Sur Instagram et sur les plateaux tv, beaucoup de célébrités jeunes et moins jeunes se font remarquer par leurs lèvres pulpeuses ou encore leur visages remodelés et liftés. Et elles en parlent de manière décomplexée, à l’instar de l’instagrammeuse Lina Kouili sur le plateau d’Attessia Tv ou encore de la chroniqueuse Baya Zardi sur El Hiwar Ettounssi. Participant à la démocratisation des actes esthétiques, ces célébrités ont un impact sur les plus jeunes.
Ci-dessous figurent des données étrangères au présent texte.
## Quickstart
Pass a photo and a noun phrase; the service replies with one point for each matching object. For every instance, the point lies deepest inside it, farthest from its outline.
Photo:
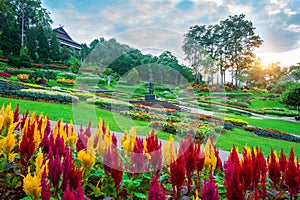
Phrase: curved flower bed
(276, 134)
(40, 161)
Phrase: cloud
(276, 21)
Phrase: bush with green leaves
(291, 96)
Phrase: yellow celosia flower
(124, 137)
(32, 185)
(128, 144)
(196, 196)
(86, 159)
(8, 117)
(72, 135)
(169, 152)
(145, 146)
(39, 168)
(55, 130)
(210, 161)
(104, 141)
(8, 143)
(11, 157)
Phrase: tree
(294, 72)
(54, 47)
(132, 77)
(273, 73)
(240, 42)
(29, 13)
(31, 43)
(291, 97)
(9, 38)
(43, 45)
(194, 48)
(255, 74)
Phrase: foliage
(237, 122)
(132, 78)
(272, 133)
(66, 81)
(291, 96)
(229, 43)
(5, 74)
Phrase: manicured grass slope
(259, 104)
(240, 138)
(285, 126)
(82, 114)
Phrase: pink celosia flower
(155, 192)
(210, 189)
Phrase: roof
(65, 39)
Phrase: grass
(285, 126)
(240, 138)
(259, 104)
(83, 113)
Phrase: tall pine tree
(43, 44)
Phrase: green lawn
(240, 138)
(82, 114)
(259, 104)
(286, 126)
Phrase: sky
(154, 26)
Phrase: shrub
(237, 122)
(228, 126)
(23, 77)
(5, 74)
(66, 81)
(170, 127)
(17, 71)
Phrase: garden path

« On reçoit des filles de moins de 20 ans parfois, qui demandent qu’on leur redessine les lèvres, alors qu’elles n’ont besoin d’aucune intervention esthétique. Il faut savoir dire non à cette demande. L’acte esthétique doit être réaliste et réalisable », plaide-t-il. Pas sûr que les centres esthétiques soient disposés à rejeter de telles sollicitations dans un marché gouverné par l’appât du gain.